Oguni Washi

– Beautiful Snow White from the snow county –

oguni
TESUKI WASHI BERLIN Selections:
Article No. g/m2 size(cm) Image
HI-OGU-001 41 g/m2 29 x 39 Hiroaki_Imai Oguni_SB_2
HI-OGU-002 81 g/m2 65 x 99 Hiroaki_Imai Oguni_kikuban
* Material: 100% Kozo (Niigata Pref.)

 

 The train came out of the long tunnel into the snow country.“
This is the first sentence of the novel „Snow Country (雪国 Yukiguni)“ (1937) by the Japanese author Yasunari Kawabata who won the Nobel Prize for Literature in 1968, the first Japanese author to receive the award. The story sets in Niigata- northern west part of Japan.
Oguni Washi (or Oguni gami) is a traditional paper produced in the Oguni area, Nagaoka city of Niigata prefecture.
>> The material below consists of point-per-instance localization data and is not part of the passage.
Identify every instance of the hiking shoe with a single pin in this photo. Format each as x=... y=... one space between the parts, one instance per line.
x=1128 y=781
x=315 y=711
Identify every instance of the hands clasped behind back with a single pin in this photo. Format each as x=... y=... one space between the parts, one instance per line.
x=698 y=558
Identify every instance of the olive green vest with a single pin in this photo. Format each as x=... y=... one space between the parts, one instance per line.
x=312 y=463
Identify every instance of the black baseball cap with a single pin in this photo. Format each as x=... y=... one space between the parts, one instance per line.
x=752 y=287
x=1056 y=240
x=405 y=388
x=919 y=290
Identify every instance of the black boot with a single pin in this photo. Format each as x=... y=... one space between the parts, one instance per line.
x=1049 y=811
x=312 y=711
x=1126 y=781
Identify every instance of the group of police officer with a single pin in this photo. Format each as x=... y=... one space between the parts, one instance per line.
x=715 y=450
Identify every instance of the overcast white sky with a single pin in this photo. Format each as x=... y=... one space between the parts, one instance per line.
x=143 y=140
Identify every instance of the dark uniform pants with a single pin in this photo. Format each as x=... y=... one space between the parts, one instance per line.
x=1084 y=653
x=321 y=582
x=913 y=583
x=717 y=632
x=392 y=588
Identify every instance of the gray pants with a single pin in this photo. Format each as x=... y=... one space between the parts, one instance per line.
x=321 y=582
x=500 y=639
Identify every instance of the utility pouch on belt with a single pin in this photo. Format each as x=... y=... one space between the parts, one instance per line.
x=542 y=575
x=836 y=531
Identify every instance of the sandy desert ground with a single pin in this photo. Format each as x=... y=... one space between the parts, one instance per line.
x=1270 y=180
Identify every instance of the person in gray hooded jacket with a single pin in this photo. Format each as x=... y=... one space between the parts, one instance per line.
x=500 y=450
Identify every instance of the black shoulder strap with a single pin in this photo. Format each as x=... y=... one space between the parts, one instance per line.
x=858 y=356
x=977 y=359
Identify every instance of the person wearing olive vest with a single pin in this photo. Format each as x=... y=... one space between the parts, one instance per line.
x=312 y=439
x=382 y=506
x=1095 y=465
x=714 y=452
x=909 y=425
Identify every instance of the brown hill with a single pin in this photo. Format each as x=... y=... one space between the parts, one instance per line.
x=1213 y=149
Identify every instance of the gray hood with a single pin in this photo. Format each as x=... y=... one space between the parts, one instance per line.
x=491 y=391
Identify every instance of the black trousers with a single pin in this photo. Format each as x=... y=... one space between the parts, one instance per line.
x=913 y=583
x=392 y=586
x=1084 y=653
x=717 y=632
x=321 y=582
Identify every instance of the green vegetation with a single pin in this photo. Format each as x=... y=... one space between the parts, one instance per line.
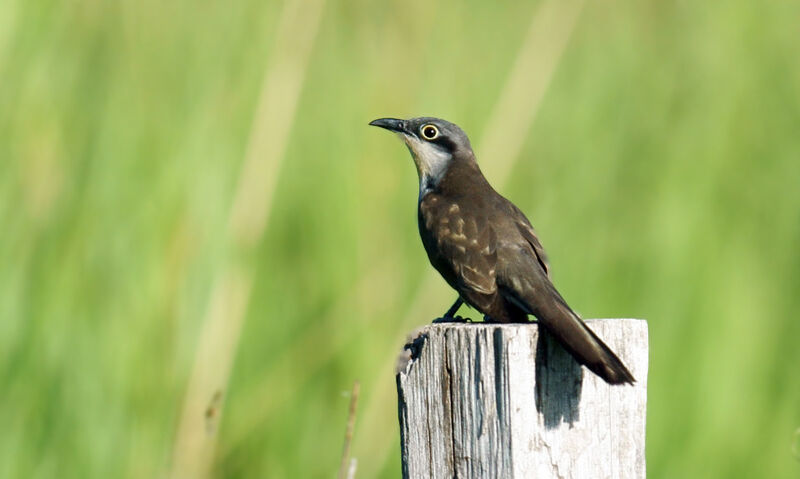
x=661 y=169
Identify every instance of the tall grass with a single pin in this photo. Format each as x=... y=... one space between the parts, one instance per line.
x=660 y=166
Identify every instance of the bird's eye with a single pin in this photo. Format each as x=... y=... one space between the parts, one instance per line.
x=430 y=132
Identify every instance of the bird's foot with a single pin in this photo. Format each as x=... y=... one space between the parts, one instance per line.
x=451 y=319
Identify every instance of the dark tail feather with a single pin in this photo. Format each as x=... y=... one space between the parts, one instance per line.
x=556 y=317
x=586 y=347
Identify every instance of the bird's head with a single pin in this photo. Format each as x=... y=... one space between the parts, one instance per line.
x=435 y=144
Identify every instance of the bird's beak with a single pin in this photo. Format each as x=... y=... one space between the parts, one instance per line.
x=391 y=124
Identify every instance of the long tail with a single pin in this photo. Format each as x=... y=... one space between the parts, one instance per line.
x=556 y=317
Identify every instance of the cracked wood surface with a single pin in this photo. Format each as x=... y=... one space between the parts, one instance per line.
x=501 y=400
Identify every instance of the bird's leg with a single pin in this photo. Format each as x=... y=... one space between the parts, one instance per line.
x=449 y=316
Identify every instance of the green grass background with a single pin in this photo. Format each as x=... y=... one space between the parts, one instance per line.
x=662 y=171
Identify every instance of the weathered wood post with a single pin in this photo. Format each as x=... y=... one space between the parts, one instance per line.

Oguni is a agricultural area and paper making was for many a side job during the winter when everything was covered  deep in snow and agriculture could not be done.
The history of Oguniwashi started at least since the Edo period and in early Meji era more than 8000000 pieces paper per year have been produced.
But as with other workshops, due to the modernization of the paper industry, business has continued to decrease gradually and in 2006 there are only 2 workshops left for Oguniwashi.
Paper making in Oguni coexists in a particular way with nature. One typical process is called „snow bleaching“- After scraping the kozo-bark, the white bark may be further whitened by laying it out on top of the snow and exposing it to the sun, on a sunny winter day. This process makes use of ultraviolet rays to lighten the natural color of the bark. It is thought that laying the bark out on the top of the snow, the steam that is produced as the snow melts and the reflection of the sun on the snow combines to increase the whitening effect.
Kangure is also another method which is possible unique in snow country.
Normally, once the paper is made, water is pressed from the paper and the sheets are dried the following day. However, in Niigata there is very little sun in winter and the paper can not be dried outside.The traditional method here is to bury the post in snow as a natural refrigerator until spring. Buried in snow, the post is kept at a low temperature but it doesn’t freeze.
The sun drying for Oguniwashi is done in March, while there is still snow on the ground. The post that was buried in the snow( kangure) is dug out and pressed and the sheets are then brushed onto boards and lined up the sun.By doing so, both direct sunlight and reflections off of the snow hit the paper. The ultra violet rays diminish the paper’s greenish color and make it a beautiful white.
Enduring the long winter, Snow White appears in front of us.